Relyea and Lisette Oropesa as Susanna were the exuberant leaders of Conlon’s Mozartean pack, returning in roles they sang in Ravinia’s 2010 Figaro. Relyea was a last-minute replacement for an ailing Ildebrando D’Arcangelo that year, and with a bit more rehearsal time this year the chemistry between Oropesa’s beguiling Susanna and Relyea’s endearingly confident Figaro was even more combustible. The combination of his big but expressive bass-baritone and her lithe, silvery soprano was enchanting. Moving with the elegance of a ballerina, Oropesa flitted easily between outraged innocence and wily cynicism.

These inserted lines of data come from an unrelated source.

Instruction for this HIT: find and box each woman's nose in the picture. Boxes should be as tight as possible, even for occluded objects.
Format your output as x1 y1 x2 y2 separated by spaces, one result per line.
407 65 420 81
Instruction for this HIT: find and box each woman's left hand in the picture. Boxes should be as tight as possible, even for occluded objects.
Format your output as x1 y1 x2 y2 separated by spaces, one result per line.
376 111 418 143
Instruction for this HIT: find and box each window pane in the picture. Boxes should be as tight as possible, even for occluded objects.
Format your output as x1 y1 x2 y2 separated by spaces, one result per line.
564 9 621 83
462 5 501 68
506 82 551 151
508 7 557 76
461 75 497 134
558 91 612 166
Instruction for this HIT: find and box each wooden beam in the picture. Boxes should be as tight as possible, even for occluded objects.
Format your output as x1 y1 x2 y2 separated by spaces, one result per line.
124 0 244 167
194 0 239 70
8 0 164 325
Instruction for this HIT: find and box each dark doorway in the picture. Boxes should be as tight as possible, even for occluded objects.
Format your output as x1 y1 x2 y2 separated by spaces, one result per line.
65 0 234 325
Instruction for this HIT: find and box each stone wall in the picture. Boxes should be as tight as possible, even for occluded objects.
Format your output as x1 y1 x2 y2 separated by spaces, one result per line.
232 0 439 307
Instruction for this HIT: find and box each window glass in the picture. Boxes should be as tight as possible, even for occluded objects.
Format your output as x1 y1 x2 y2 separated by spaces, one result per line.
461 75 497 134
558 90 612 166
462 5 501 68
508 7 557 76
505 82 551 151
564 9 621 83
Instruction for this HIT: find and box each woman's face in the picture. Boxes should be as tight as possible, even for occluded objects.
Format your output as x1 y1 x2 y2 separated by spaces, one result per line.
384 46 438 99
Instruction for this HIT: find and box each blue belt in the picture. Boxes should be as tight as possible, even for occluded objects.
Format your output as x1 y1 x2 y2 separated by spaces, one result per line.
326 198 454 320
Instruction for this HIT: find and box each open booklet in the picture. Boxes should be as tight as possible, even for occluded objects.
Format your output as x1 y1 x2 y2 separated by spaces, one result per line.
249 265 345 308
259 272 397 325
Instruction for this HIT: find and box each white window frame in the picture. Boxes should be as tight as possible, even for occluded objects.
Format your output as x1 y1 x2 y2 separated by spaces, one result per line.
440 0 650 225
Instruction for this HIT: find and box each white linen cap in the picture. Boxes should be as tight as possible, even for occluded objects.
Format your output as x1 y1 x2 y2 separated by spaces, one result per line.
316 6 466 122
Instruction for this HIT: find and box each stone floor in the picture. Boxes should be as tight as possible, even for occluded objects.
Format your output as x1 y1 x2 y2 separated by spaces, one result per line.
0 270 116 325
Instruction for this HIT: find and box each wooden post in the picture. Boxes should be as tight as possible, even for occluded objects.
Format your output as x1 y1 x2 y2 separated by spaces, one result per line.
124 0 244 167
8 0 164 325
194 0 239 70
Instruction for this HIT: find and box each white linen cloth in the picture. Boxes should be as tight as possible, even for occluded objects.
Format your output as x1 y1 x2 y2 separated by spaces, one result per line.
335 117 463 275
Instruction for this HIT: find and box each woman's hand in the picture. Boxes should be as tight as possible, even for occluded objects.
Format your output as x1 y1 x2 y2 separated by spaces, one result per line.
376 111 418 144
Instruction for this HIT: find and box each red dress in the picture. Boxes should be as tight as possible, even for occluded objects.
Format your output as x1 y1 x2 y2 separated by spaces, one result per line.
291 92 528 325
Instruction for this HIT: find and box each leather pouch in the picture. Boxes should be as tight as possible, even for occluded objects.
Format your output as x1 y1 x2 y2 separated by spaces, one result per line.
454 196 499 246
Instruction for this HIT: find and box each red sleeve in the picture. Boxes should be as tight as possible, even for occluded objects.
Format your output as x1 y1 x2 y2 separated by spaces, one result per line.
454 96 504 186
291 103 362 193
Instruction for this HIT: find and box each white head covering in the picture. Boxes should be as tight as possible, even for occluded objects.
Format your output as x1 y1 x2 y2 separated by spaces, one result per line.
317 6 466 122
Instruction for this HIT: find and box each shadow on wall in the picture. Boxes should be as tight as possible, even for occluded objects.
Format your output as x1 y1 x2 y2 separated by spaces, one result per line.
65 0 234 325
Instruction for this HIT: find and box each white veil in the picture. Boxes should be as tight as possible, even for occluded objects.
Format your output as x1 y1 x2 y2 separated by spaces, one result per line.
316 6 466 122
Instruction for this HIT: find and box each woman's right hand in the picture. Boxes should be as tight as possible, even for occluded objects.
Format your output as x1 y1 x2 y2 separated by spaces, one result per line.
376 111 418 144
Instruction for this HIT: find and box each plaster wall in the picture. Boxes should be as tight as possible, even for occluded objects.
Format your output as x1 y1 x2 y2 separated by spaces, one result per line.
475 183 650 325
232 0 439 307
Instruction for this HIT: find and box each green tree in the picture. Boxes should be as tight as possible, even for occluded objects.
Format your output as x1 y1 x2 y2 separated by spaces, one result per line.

Finnish soprano Soile Isokoski offered a bright, clear voice but also an apt strain of sadness as the betrayed Countess Almaviva. As her philandering husband, French baritone Stephane Dugout looked sleek and hip in his slim-fit tuxedo and close-cropped hair. With his agile, finely grained voice, he conveyed the angry bafflement of a master whose universe is crumbling around him. Renee Rapier’s Cherubino was wide-eyed and ardent, her mezzo-soprano touchingly innocent in the young page’s Act II serenade.

The rest of the cast offered equally nuanced portraits. Soprano Marie McLaughlin’s Marcellina bustled with the air of a proud yet irritated housewife. Tall, with a thatch of white hair, Kristinn Sigmundsonn’s imposing Bartolo brought to mind a veteran U. S. senator vigorously objecting to something or another. Canadian soprano Simone Osborne’s Barbarina seemed to burst with barely suppressed giggles and tenor Rodell Rosel’s Don Basilio with gleefully blatant schaudenfreude. Paul Corona as the gardener Antonio and Benjamin Bliss as the notary Don Curzio provided vivid comic touches.

The rare chance to hear a reduced contingent of the CSO up close and personal in a full-length Mozart opera is, of course, the bedrock of Conlon’s Mozart project. As usual, he set a brisk, high-spirited pace and the CSO responded with playing that sounded exceptionally lustrous in the theatre’s intimate acoustics. Musical details that sometimes can escape in the opera house were crystal clear. Short, forceful phrases from Kenneth Olsen’s solo cello punctuated Figaro’s plans to foil the Count, reflecting both his fury and his melting love for Susanna. At times the delicately prickly accompaniment from Audrey Saint-Gil’s harpsichord seemed to propel the action.

The Marriage of Figaro will be repeated 1 p.m. Sunday at Ravinia. ravinia.org.